Intracranial stenting and advances in simulation

Arguing that “intracranial stenting for stenosis is not dead”, Andrew Clifton (London, UK) compared results from the SAMMPRIS trial, which did not favour stenting with the WingSpan device (Boston Scientific), and the WEAVE trial to refute the “traditional dogma” that best medical treatment should be the favoured approach.

Clifton outlined the limitations of the SAMMPRIS trial, with specific reference to the minimum requirement of operator experience. “A minimum of three WingSpan stent cases were required for the operators. It is, if you have not used it, quite a complicated device,” he said.

This is in contrast, he explained, to the WingSpan stent system post-market surveillance (WEAVE) trial, where interventionalists were “required to be genuinely experienced”. He highlighted that operators with greater than 50 WingSpan cases before enrolment in WEAVE had a 0% (out of 69) periprocedural stroke and death rate.

Thus, Clifton proposed that findings from WEAVE indicate that the poor clinical outcomes observed in SAMMPRIS were not necessarily due to the stent, but more likely due to the inexperience of the interventionalists, as well as poor patient selection and underdeveloped standards in intracranial stenting. “We need to proceed to a careful randomised controlled trial,” he told the CX 2020 LIVE audience.

The  discussion saw Naylor question the relevance of such a trial when a more generalisable set of interventionalists will have to perform the procedures in the long run.

Clifton replied: “When you are looking at a patient who has had a stroke, particularly the subsets—Afro-Caribbean or Asian—that have a high incidence of intracranial stenosis, you need to select them carefully [and] perhaps refer them on to a centre that does a lot of these; not every centre should do them.”

Clarifying that the technology and medical treatment have improved since the SAMMPRIS trial, Clifton reiterated: “The centre’s experience is very important when it comes to managing these patients, as is the experience of the interventionalist (usually a neurointerventionalist), who has got the numbers under their belt, and the audit to prove they can do it safely.”

On the subject of ensuring the safety of stroke procedures, Lars Lönn (Copenhagen, Denmark) discussed validation studies of virtual reality simulation performance metrics for mechanical thrombectomy.

“Despite the proven effectiveness [of mechanical thrombectomy],” he began, “access is limited, and one of the reasons is a shortage of operators trained for the procedure.
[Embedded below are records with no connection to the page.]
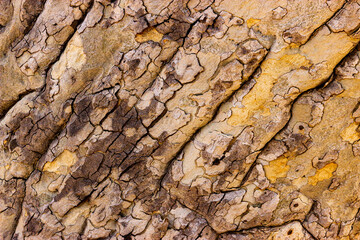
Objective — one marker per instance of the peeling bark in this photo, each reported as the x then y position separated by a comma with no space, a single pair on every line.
182,119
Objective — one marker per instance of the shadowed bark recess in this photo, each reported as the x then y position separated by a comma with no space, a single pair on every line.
183,119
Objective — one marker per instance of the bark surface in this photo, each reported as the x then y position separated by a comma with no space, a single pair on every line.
182,119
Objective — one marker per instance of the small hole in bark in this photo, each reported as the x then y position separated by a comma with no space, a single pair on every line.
216,162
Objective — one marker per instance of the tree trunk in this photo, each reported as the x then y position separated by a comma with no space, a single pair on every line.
184,119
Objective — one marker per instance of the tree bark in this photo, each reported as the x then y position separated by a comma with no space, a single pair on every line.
184,119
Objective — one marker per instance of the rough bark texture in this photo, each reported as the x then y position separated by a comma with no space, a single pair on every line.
182,119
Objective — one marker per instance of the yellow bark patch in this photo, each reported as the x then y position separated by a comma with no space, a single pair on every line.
276,169
149,34
252,21
350,134
238,116
61,164
323,174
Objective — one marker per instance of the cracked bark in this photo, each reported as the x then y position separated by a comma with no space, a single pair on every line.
139,119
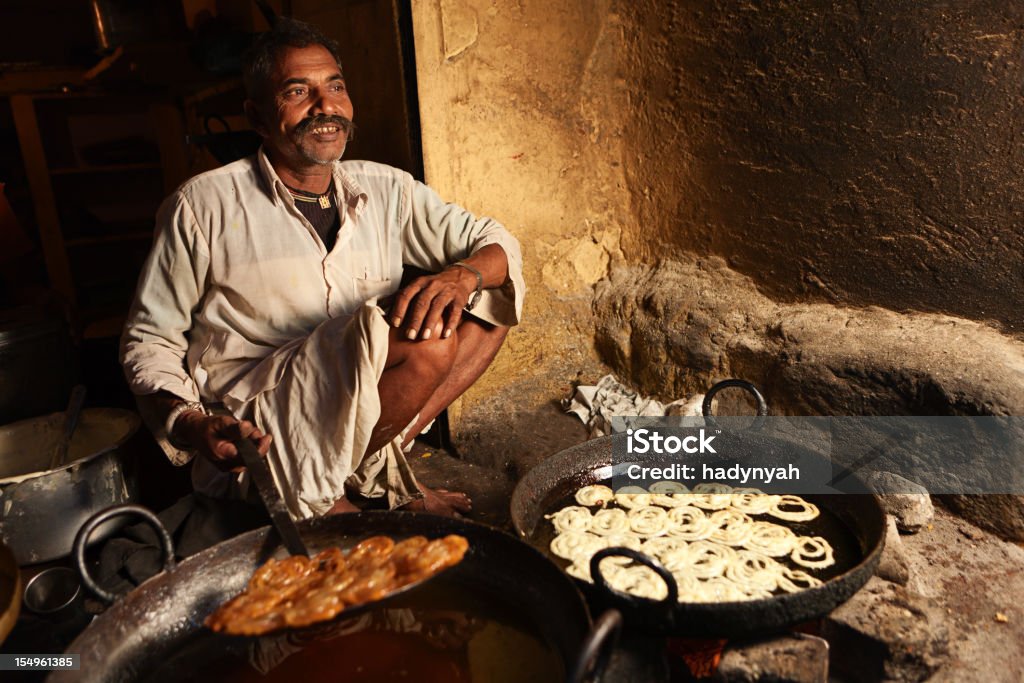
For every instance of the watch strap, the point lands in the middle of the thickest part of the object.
(172, 418)
(475, 298)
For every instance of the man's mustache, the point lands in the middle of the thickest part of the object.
(344, 124)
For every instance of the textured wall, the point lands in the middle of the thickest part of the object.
(864, 153)
(860, 154)
(521, 111)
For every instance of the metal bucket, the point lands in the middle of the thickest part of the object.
(41, 509)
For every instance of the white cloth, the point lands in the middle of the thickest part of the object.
(598, 403)
(238, 280)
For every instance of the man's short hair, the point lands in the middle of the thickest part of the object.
(262, 56)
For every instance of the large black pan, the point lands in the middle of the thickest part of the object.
(163, 617)
(554, 479)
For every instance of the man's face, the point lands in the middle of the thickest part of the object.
(306, 118)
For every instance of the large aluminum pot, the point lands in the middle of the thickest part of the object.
(42, 509)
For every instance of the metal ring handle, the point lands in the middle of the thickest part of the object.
(597, 648)
(635, 555)
(82, 540)
(742, 384)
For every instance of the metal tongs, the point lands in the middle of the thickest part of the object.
(260, 473)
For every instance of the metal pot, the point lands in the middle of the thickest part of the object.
(861, 516)
(42, 509)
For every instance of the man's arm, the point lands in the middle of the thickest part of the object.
(436, 235)
(433, 304)
(155, 343)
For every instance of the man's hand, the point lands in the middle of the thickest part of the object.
(212, 435)
(431, 306)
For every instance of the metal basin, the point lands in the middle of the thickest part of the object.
(42, 509)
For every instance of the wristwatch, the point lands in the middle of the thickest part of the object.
(479, 284)
(176, 413)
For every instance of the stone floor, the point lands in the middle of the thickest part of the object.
(489, 463)
(953, 613)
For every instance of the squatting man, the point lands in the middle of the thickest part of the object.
(261, 314)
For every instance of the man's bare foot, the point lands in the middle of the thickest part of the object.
(342, 505)
(441, 502)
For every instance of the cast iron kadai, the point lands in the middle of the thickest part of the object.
(158, 621)
(558, 476)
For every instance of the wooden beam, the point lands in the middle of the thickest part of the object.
(24, 111)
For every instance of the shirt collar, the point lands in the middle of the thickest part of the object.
(348, 189)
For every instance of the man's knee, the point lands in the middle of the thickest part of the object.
(431, 357)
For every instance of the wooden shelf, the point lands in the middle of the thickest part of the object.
(140, 236)
(95, 219)
(109, 168)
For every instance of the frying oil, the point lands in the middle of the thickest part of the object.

One approach is to enhance the learning experience and train doctors to do the procedure using metric-based virtual simulation.”

A group of senior interventional experts at the ASSERT centre, University College Cork, Cork, Ireland, in conjunction with Mentice, have created the training simulation method. “We set out to determine whether a simulator could distinguish between novice interventional neuroradiologists and experts,” he explained. The team found that experienced practitioners, when compared to “rookies”, were 47% faster and had 97% fewer errors.
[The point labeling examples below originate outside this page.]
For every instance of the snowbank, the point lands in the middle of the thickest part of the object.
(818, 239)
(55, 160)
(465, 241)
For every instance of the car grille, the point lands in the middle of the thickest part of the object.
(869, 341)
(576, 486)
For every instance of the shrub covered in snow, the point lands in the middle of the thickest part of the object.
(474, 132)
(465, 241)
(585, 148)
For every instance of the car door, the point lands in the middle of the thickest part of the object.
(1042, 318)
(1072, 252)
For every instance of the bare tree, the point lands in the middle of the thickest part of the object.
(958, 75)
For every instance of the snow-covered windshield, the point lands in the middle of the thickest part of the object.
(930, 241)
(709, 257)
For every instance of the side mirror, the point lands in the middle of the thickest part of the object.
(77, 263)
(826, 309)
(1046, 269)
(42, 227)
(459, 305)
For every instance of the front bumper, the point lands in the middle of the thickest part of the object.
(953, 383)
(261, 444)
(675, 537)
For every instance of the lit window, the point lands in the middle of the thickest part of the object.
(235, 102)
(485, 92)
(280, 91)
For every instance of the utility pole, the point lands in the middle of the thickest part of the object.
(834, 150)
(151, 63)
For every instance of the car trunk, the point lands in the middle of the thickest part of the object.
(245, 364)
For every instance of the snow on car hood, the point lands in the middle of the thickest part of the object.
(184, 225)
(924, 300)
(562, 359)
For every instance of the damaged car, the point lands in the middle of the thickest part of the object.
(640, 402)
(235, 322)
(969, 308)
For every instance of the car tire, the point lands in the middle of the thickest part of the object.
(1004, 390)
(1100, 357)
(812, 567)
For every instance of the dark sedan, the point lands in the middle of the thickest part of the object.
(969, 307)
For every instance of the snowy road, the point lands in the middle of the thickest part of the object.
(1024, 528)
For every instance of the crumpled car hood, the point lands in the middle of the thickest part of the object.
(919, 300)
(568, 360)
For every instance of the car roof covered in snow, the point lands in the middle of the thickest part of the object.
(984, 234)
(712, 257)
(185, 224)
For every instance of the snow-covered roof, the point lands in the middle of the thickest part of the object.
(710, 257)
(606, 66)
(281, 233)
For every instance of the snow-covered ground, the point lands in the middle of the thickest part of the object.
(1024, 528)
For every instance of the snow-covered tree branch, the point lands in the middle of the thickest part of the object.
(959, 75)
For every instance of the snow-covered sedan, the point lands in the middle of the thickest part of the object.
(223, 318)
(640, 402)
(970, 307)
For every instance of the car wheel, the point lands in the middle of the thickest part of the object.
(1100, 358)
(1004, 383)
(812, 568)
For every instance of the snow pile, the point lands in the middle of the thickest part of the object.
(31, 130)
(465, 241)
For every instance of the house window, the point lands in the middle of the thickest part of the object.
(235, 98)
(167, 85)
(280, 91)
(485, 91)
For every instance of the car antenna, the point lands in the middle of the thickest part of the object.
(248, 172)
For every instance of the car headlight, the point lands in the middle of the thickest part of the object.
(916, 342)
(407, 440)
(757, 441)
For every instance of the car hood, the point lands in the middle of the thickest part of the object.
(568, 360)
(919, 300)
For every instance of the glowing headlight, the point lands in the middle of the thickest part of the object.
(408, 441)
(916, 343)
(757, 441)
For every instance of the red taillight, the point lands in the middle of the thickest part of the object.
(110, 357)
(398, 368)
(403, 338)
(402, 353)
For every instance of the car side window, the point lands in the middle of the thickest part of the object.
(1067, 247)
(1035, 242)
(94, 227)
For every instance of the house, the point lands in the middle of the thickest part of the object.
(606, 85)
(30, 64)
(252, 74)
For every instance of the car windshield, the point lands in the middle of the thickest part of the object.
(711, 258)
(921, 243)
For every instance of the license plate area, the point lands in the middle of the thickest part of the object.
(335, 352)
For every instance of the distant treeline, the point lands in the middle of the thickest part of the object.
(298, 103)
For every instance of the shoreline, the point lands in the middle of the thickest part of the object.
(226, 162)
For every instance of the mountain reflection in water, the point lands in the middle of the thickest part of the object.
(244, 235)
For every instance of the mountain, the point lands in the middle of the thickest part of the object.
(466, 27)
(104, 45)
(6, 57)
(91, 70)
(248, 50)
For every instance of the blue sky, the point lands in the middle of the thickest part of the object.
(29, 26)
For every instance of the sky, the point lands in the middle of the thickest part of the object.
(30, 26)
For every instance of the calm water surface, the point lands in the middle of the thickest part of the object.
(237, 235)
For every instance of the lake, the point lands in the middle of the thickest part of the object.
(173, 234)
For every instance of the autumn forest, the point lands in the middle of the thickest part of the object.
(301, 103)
During the discussion session that followed, Naylor queried whether Lönn’s team has considered training consultant cardiologists or physicians from other disciplines to do mechanical thrombectomy, given the shortage of neurointerventionists.

Refusing to be drawn into the politics around specialty, Lönn replied: “A proctor in the simulator gives you tips and tricks in a structured way, so you train everyone in the same manner, which is a good thing. We can also test this to see if they have reached a certain level. If they have, then of course they have proficiency, regardless of their initial speciality. But they have to train.”
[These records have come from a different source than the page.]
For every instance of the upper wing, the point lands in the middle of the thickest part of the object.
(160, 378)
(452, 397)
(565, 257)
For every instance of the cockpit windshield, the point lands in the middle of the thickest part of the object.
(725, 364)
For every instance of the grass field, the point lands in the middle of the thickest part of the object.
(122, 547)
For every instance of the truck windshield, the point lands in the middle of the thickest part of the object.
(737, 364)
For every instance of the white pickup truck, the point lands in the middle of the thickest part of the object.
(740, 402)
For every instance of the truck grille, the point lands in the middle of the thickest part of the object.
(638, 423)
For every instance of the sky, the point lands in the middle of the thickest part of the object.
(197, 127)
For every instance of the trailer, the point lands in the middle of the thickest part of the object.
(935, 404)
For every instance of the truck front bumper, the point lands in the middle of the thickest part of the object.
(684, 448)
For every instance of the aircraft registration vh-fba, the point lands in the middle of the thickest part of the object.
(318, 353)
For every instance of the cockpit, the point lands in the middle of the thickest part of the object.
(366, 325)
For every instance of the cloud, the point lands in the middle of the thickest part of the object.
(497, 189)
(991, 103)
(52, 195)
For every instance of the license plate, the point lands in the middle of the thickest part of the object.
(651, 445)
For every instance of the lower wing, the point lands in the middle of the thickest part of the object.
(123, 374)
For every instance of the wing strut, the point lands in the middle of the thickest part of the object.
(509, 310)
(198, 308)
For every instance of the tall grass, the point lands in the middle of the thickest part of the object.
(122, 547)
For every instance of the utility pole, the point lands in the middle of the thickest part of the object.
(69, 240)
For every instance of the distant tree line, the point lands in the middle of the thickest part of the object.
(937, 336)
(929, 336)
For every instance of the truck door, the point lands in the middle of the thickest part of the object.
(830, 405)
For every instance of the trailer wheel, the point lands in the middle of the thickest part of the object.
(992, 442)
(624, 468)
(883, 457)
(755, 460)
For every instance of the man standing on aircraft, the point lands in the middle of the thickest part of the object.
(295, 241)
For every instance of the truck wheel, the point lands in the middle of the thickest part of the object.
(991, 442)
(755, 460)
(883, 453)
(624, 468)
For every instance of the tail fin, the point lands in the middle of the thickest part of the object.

An incoming question from Argentina touched on whether stimulation should be obligatory in training programmes. Clifton shared his “strong opinions on this”, arguing that stimulation is a great adjunct, but not a replacement for traditional apprenticeships. Lönn agreed: “The apprenticeship model cannot stand alone, and simulation cannot stand alone.”

Greenhalgh noted that voting from CX 2019 supported the belief that, as long as adequate training was undertaken, the interventionalist need not be a neuroradiologist. The debate on whether neuroradiology training is a prerequisite for performing stroke interventions therefore prevails.